You may have used the Condor pool to do this (where idle PCs on campus are used to run your jobs overnight) but the CSF can also run these High Throughput Computing jobs.

How NOT to do it

The wrong way to do this would be to write a script (using Perl, Python or BASH for example) to generate all the required sbatch jobscripts and then use another BASH script to submit them all (running sbatch 1000s of times). This is not a good use of your time and it will do horrible things to the submit node (which manages the job queues) on a cluster. The sysadmins may kill such jobs to keep the system running smoothly!

Do not run sbatch 100s, 1000s, … of times to submit 100s, 1000s, … of individual jobs. This will strain the batch system. If you are about to do this, STOP. You should be using a job array instead. Please read through the examples below. Contact its-ri-team@manchester.ac.uk if you require further advice.

The right way to do it

A much better way is to use a SLURM Job Array. Simply put, a job array runs multiple copies (100s, 1000s, …) of your job in a way that places much less strain on the queue manager. You only write one jobscript and use sbatch once to submit that job.

Your jobscript includes a flag to say how many copies of it should be run. Each copy of the job is given a unique task id. You use the task id in your jobscript to have each task do some unique work (e.g., each task processes a different data file or uses a different set of input parameters).

Using the unique task id creatively in your jobscript is the key to writing a good job array script. You can be creative here – the task id can be used in many ways.

Below, we first describe how to submit an SLURM job array that runs several serial (single core) tasks. We also show how to submit a job array that will run SMP (multicore) tasks. You can also submit job arrays that will run larger multi-node tasks. The majority of this page then gives examples of how to use the task id in your jobscript in different ways.

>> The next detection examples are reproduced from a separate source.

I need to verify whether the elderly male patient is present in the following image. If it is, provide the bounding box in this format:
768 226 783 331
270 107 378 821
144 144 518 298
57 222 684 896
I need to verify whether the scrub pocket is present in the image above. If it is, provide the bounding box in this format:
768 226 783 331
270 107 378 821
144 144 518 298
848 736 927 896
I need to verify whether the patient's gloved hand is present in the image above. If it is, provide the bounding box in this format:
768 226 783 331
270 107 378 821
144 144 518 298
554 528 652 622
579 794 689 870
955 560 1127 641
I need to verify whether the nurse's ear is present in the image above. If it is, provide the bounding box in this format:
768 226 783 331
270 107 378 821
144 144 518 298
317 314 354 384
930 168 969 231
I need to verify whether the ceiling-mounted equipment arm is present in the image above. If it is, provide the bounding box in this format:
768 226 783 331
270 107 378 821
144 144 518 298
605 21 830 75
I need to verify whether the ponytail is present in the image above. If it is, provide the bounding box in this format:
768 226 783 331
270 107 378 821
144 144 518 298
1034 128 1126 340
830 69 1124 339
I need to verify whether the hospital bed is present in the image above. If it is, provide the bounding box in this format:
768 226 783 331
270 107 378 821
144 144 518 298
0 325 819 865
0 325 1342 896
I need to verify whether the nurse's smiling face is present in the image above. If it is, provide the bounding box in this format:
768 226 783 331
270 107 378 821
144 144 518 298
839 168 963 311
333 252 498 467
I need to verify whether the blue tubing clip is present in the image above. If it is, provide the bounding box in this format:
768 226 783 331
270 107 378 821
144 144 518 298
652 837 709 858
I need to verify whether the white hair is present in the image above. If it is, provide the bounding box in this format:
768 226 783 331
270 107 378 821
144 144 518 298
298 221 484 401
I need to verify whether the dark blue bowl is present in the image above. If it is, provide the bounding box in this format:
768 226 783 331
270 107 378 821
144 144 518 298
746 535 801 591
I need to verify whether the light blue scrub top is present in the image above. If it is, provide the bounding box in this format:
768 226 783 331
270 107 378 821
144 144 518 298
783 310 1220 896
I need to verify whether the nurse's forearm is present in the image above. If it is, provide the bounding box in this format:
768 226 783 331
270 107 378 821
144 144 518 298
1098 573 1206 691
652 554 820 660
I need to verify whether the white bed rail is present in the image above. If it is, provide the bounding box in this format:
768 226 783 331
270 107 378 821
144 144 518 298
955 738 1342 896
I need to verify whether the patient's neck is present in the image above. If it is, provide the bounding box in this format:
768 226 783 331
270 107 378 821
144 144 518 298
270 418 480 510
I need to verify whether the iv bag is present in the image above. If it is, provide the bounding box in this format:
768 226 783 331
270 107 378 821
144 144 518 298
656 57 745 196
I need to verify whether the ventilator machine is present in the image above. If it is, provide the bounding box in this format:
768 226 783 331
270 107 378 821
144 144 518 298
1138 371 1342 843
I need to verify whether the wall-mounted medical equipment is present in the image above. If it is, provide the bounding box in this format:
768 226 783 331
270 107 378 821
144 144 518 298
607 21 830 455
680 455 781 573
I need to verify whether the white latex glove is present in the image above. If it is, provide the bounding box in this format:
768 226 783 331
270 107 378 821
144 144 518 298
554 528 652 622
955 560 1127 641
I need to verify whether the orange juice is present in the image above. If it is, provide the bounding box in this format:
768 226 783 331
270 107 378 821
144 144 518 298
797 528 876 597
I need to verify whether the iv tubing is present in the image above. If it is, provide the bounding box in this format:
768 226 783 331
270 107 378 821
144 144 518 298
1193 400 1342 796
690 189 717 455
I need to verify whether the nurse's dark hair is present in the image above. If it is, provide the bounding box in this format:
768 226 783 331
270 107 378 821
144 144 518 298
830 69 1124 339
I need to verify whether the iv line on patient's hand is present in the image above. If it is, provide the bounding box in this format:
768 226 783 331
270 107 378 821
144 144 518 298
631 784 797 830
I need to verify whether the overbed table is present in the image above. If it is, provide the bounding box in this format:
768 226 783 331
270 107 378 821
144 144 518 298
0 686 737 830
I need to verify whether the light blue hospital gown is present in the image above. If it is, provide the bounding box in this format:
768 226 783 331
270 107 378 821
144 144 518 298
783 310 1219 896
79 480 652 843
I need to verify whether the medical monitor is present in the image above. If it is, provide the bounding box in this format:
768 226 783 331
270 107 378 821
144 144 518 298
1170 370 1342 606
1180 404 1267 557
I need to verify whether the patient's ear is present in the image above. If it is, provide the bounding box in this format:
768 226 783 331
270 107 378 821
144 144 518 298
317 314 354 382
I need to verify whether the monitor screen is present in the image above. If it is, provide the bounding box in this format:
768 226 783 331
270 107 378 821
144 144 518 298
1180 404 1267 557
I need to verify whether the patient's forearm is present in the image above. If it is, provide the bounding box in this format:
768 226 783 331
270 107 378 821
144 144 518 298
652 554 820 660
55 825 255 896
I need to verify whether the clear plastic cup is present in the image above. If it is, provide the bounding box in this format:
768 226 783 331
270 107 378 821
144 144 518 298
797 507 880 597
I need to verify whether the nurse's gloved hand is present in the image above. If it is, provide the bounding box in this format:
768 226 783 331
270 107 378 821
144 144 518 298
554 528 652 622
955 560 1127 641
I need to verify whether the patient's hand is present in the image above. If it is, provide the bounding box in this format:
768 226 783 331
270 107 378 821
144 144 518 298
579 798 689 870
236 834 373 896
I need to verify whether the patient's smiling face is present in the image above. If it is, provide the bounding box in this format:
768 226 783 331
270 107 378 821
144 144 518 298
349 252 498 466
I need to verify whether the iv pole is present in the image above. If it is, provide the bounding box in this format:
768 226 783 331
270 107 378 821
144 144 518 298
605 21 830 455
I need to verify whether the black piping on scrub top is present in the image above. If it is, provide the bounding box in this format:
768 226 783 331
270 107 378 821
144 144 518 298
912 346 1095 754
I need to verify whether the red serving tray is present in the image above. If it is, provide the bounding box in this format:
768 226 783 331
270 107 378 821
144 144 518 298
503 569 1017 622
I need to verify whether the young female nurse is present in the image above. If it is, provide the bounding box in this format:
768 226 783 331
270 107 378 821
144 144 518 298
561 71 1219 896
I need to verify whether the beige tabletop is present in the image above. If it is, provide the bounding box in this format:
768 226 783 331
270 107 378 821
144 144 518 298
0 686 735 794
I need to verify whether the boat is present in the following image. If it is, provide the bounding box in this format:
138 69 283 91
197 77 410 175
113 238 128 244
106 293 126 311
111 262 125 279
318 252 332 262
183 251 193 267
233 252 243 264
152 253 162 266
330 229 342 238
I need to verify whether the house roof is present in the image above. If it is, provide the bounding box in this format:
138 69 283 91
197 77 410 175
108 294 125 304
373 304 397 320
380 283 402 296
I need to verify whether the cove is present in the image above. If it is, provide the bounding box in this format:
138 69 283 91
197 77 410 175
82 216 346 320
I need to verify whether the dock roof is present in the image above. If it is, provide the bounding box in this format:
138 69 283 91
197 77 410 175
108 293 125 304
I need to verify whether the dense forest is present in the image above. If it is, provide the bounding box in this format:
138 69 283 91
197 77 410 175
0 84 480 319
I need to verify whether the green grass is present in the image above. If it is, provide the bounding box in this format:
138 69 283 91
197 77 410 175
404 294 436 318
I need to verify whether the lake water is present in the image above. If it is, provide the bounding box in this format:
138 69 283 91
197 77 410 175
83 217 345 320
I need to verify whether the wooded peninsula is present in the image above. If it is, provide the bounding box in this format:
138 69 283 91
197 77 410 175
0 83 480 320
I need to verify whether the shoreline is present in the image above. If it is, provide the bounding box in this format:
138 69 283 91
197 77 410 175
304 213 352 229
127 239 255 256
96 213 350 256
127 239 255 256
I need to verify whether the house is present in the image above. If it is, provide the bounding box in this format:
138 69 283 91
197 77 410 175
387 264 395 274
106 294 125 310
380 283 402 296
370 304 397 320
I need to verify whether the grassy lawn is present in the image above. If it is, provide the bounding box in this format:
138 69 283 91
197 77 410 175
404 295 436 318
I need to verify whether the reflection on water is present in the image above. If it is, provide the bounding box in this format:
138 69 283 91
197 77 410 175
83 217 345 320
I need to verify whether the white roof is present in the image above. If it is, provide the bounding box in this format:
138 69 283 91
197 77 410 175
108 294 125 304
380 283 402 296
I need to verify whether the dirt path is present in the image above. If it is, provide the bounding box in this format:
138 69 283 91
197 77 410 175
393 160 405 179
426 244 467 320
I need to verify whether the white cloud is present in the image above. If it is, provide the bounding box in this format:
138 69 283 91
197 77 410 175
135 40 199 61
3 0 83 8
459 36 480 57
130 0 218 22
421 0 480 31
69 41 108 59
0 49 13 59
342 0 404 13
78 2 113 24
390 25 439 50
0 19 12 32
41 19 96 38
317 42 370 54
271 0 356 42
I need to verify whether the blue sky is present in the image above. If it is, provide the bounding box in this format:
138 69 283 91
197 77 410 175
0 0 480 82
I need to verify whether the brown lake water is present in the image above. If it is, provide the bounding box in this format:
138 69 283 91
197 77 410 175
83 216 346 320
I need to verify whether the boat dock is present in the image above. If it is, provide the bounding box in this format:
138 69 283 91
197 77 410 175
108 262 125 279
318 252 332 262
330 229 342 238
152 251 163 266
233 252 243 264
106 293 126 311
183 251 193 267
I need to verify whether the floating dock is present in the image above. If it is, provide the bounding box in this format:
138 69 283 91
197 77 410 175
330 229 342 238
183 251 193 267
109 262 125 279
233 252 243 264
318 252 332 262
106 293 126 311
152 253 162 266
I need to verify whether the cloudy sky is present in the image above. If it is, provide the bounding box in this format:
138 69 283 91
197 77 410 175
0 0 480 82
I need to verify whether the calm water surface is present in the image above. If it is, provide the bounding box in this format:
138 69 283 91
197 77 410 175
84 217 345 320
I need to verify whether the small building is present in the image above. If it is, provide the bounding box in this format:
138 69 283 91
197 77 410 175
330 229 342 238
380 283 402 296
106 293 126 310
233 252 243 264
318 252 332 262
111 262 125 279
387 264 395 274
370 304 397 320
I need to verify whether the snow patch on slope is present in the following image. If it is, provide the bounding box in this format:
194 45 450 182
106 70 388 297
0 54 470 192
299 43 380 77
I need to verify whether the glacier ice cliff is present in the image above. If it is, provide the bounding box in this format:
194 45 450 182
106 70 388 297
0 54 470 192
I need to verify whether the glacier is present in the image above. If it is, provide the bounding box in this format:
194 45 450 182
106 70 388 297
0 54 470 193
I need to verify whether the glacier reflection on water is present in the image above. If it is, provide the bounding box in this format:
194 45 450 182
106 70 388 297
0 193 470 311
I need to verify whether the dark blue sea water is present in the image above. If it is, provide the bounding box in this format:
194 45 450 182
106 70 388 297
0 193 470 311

We have users on the CSF that run job-arrays with 1,000’s of tasks – hence they are a very easy way of repeatedly running the same job on lots of different data files!

Job runtime

Each individual task in an array gets a maximum runtime of 7 days. Job arrays are not terminated as a whole at the 7 day limit – they will remain in the system until all tasks complete.

Job Array Basics

Here is a simple example of a job array – notice the #SBATCH -a 1-1000 line and the use of the special $SLURM_ARRAY_TASK_ID variable. These will both be explained below.

#!/bin/bash --login
#SBATCH -p serial     # Job will use 1 core for each task (optional, this is the default)
#SBATCH -n 1          # Job will use 1 core for each task (optional, this is the default)

#SBATCH -a 1-1000     # An array job with 1000 "tasks", numbered 1...1000
                      # (Note: unlike CSF3 "SGE" job array, SLURM job arrays can also start at 0)

./myprog -in data.${SLURM_ARRAY_TASK_ID}.dat -out results.${SLURM_ARRAY_TASK_ID}.dat
               #
               # My input files are named: data.1.dat, data.2.dat, ..., data.1000.dat
               # 1000 tasks (copies of this job) will run.
               # Task 1 will read data.1.dat, task 2 will read data.2.dat, ... 

Computationally, this is equivalent to 1000 individual queue submissions in which $SLURM_ARRAY_TASK_ID takes the values 1, 2, 3. . . 1000, and where input and output files have the task ID number in their name. Hence task 1 will read the file data.1.dat and write the results to results.1.dat. Task 2 will read data.2.dat and write the results to results.2.dat and so on, all the way up to task 1000.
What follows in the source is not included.